Download the following files:
  1. DIC.java: Simple version of the DIC algorithm.
    • Version 2: DIC algorithm that uses hash trees.
  2. config.txt: Consists of four lines.
    1. Number of items
    2. Number of transactions
    3. Minimum support i.e. 20 represents 20% minsup
    4. Size of step M for the DIC algorithm. This line is ignored by the Apriori algorithm
  3. transa.txt: Contains the transaction database as an m x n matrix. Transaction 1 appears in row one. Columns are separated by a space and represent items.

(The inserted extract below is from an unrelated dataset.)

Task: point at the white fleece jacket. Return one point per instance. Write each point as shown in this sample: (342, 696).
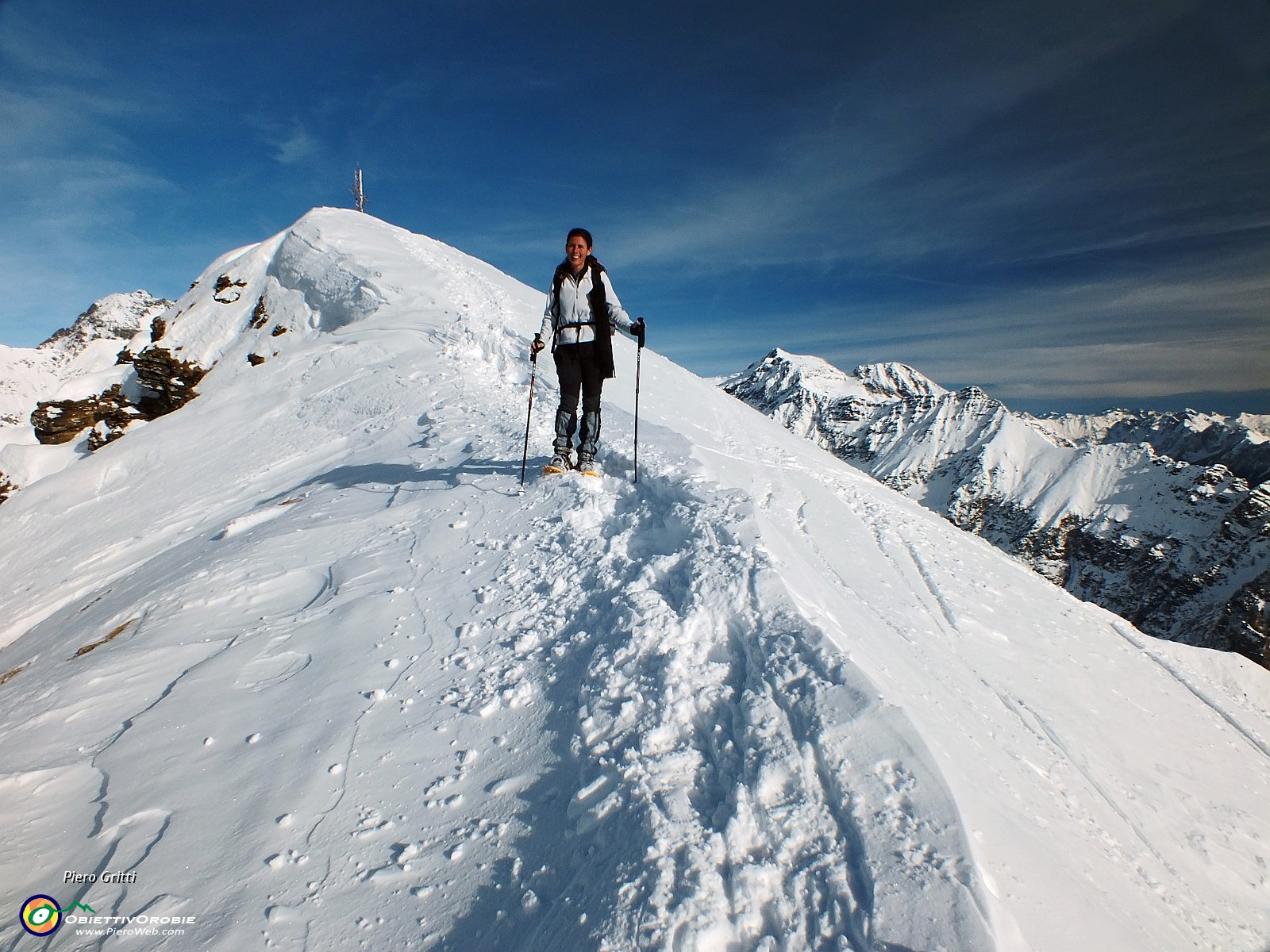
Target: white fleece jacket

A 1 indicates that item is present in the transaction and a 0 indicates it is not. The transaction file for the following example (and many other datasets) can be found on the datasets page.
Place DIC.java in a directory called dic
Compile the .java file:
hercules[1]% javac dic/DIC.java
Change config.txt and transa.txt to represent the database and criteria to be tested.
Run the programs:
hercules[2]% java dic/DIC

Example

We use the database from Apriori Itemset Generation example #2. The minsupp is 40%.

TID A B C D E
T1 1 1 1 0 0
T2 1 1 1 1 1
T3 1 0 1 1 0
T4 1 0 1 1 1
T5 1 1 1 1 0

Transa.txt contains a row for each of the five transactions and a column for each of the five items.

1 1 1 0 0
1 1 1 1 1
1 0 1 1 0
1 0 1 1 1
1 1 1 1 0

Config.txt: Here we use 5 as the size of step M for the DIC algorithm

5
5
40
5
Output
hercules[67]% java apriori
Algorithm apriori starting now.....
Press 'C' to change the default configuration and transaction files
or any other key to continue.
Input configuration: 5 items, 5 transactions, minsup = 40%
Frequent 1-itemsets:
[1, 2, 3, 4, 5]
Frequent 2-itemsets:
[1 2, 1 3, 1 4, 1 5, 2 3, 2 4, 3 4, 3 5, 4 5]
Frequent 3-itemsets:
[1 2 3, 1 2 4, 1 3 4, 1 3 5, 1 4 5, 2 3 4, 3 4 5]
Frequent 4-itemsets:
[1 2 3 4, 1 3 4 5]
Execution time is: 0 seconds.
hercules[68]%

We get the same results as we did earlier when we did the Apriori algorithm by hand.